Fed Chair Jerome Powell is seen high. Many economists warn that in continuing to aggressively tighten credit, the Fed is likely to cause a recession by next year.
‘The dollar is one of the extreme markets in its overvaluation – there is a strong chance we have seen the peak,’ Jim Cielinski, global head of fixed income at Janus Henderson Investors told the Reuters Global Markets Forum on Friday.
Still, some strategists warn that the bear dollar remains vulnerable to the possibility of a near-term rebound.
‘Yes, more people believe that the dollar has risen but the movement has been so sharp that I warn people against chasing it,’ said Chandler Bannockburn.
The dollar found little support from survey data on Friday that showed US consumer sentiment fell in November, dragged down by persistent worries about inflation and higher borrowing costs.
The Australian dollar and New Zealand sensitive risk advanced 1.4 percent and 1.6 percent respectively against the greenback.
Investors’ risk appetite got an extra boost from Chinese health authorities easing some of the country’s strict COVID-19 restrictions, including shortening quarantine periods for close contacts of cases and incoming travelers.
Sterling, meanwhile, rose 1.22 percent against the dollar to $1.1853 after UK data showed the economy did not touch as much as expected in the three months to September, despite still entering what is likely to be a lengthy recession.
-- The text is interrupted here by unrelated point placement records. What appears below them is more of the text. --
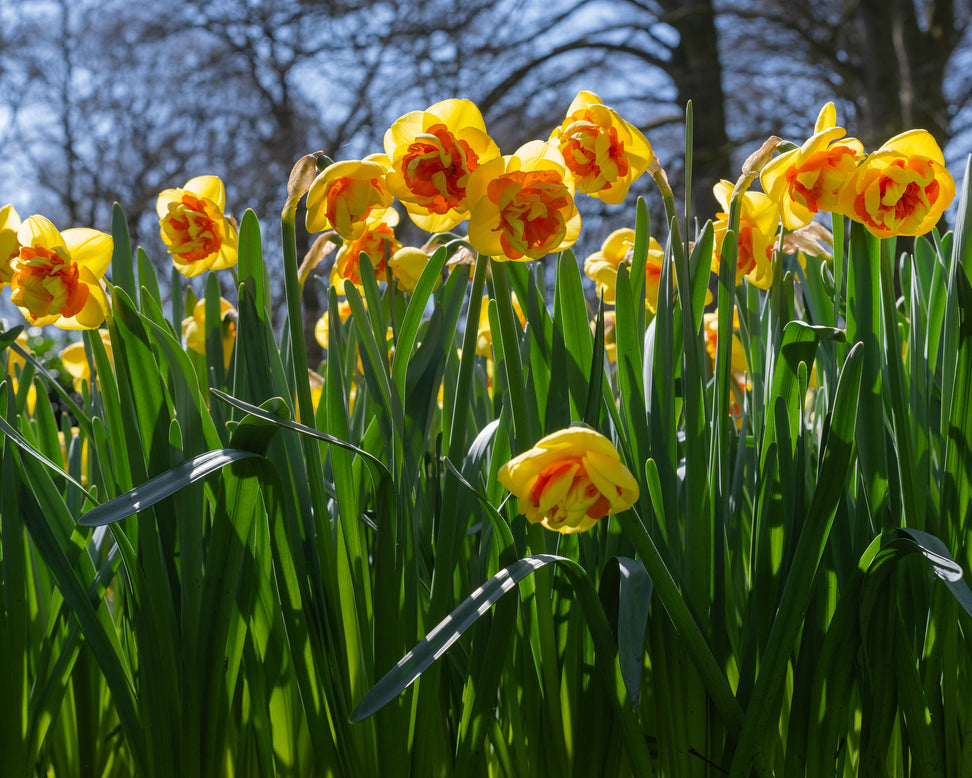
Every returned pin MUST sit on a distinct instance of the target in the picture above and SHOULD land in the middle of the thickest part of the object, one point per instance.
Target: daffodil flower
(194, 328)
(523, 205)
(809, 179)
(569, 480)
(322, 328)
(602, 266)
(603, 152)
(902, 188)
(759, 218)
(346, 194)
(57, 276)
(194, 229)
(432, 155)
(407, 265)
(377, 238)
(9, 244)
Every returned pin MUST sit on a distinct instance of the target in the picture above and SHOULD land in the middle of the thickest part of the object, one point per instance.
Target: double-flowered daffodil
(759, 217)
(569, 480)
(809, 179)
(523, 204)
(57, 275)
(194, 229)
(603, 152)
(9, 244)
(432, 153)
(902, 188)
(602, 266)
(345, 195)
(376, 241)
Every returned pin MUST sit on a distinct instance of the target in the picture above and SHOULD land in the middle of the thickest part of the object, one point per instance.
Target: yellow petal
(89, 248)
(209, 187)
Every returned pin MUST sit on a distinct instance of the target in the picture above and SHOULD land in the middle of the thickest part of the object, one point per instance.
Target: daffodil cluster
(903, 188)
(444, 168)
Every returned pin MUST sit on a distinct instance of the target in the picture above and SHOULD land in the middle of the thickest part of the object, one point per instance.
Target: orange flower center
(816, 182)
(746, 252)
(47, 283)
(532, 208)
(436, 168)
(906, 191)
(192, 228)
(581, 488)
(594, 154)
(373, 242)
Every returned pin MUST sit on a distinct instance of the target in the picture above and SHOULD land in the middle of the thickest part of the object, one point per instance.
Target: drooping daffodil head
(602, 266)
(809, 179)
(570, 480)
(902, 188)
(759, 217)
(603, 152)
(345, 195)
(523, 205)
(57, 275)
(432, 154)
(197, 233)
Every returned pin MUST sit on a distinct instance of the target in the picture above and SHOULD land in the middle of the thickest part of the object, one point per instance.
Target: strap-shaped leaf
(165, 485)
(627, 586)
(17, 438)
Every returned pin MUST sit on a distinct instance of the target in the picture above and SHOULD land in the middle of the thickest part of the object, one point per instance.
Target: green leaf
(162, 486)
(625, 583)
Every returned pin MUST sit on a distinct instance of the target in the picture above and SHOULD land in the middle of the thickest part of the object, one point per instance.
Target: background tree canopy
(104, 101)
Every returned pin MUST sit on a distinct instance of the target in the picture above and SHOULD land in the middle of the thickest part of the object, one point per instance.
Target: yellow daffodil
(9, 244)
(194, 229)
(432, 154)
(16, 363)
(569, 480)
(407, 265)
(75, 360)
(902, 188)
(710, 329)
(377, 240)
(57, 276)
(602, 266)
(194, 328)
(523, 204)
(738, 367)
(759, 217)
(484, 335)
(346, 194)
(808, 179)
(603, 152)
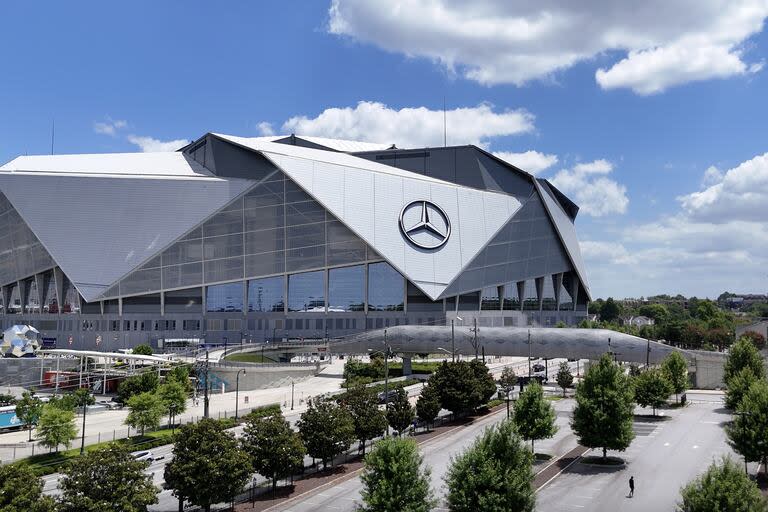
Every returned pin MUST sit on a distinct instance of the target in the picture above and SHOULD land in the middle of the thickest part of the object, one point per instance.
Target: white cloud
(596, 194)
(152, 145)
(716, 241)
(662, 43)
(265, 129)
(109, 127)
(412, 127)
(740, 194)
(531, 161)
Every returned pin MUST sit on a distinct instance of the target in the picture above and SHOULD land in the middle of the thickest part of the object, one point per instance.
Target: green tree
(400, 414)
(676, 368)
(107, 479)
(326, 428)
(208, 465)
(738, 387)
(604, 408)
(56, 427)
(722, 488)
(611, 310)
(275, 449)
(564, 376)
(533, 416)
(428, 405)
(507, 382)
(394, 478)
(743, 354)
(652, 388)
(369, 421)
(28, 410)
(142, 350)
(21, 490)
(173, 396)
(145, 411)
(748, 434)
(146, 382)
(493, 475)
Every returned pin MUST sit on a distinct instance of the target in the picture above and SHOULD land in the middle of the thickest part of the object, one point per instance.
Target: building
(234, 238)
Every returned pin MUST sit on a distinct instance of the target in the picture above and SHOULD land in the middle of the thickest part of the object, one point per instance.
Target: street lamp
(237, 389)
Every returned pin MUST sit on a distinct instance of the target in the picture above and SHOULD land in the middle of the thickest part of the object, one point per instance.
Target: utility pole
(206, 402)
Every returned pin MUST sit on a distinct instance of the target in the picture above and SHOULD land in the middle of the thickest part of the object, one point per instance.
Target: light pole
(237, 389)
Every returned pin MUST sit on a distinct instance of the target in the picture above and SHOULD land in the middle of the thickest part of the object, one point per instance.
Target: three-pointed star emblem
(439, 229)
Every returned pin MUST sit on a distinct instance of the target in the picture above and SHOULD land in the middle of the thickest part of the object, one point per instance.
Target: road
(664, 456)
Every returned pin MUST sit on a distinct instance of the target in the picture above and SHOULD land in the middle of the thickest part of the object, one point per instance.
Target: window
(266, 295)
(306, 292)
(346, 289)
(224, 298)
(386, 288)
(530, 296)
(489, 299)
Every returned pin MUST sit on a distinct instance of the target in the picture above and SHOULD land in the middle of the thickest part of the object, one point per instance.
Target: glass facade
(225, 298)
(346, 289)
(386, 288)
(266, 295)
(306, 292)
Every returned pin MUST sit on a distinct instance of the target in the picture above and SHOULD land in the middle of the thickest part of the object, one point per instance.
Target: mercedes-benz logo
(425, 224)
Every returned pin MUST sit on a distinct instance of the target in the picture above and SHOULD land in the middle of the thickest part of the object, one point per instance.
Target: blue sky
(653, 121)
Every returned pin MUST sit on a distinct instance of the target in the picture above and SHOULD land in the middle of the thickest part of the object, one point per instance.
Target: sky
(650, 116)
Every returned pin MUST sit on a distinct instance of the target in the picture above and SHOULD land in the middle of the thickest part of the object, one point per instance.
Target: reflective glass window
(306, 292)
(226, 297)
(530, 296)
(489, 299)
(266, 295)
(346, 289)
(548, 299)
(386, 288)
(511, 297)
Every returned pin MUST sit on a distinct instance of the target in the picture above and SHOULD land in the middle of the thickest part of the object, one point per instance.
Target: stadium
(235, 239)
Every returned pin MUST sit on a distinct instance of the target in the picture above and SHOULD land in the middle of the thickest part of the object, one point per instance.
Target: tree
(146, 382)
(743, 354)
(400, 413)
(107, 479)
(28, 410)
(738, 387)
(275, 449)
(533, 416)
(369, 421)
(604, 408)
(21, 490)
(610, 311)
(493, 475)
(326, 428)
(757, 339)
(145, 411)
(652, 388)
(173, 396)
(676, 368)
(394, 478)
(428, 405)
(208, 465)
(507, 382)
(142, 350)
(564, 376)
(723, 487)
(748, 434)
(56, 427)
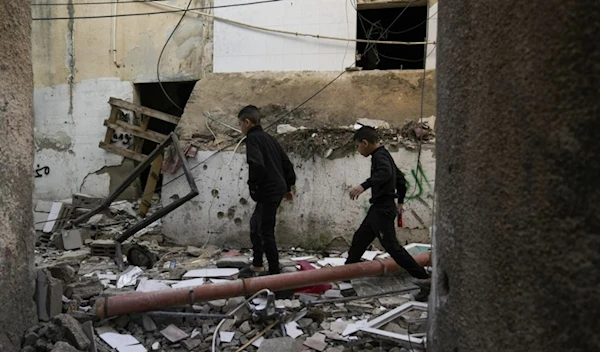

The dollar was 2.4 percent lower against the Swiss franc at 0.94025 francs after the Chairman of the Swiss National Bank Thomas Jordan said on Friday the bank was prepared to take ‘all necessary measures’ to bring inflation back down to its target range of 0-2%.
Cryptocurrencies remain under pressure from the ongoing turmoil in the crypto world after FTX’s fall exchange. FTX’s original token, FTT, was last down 26.7 percent at $2,731, taking its month-to-date loss to nearly 90 percent.
Bitcoin fell 4.6 percent to $16,747.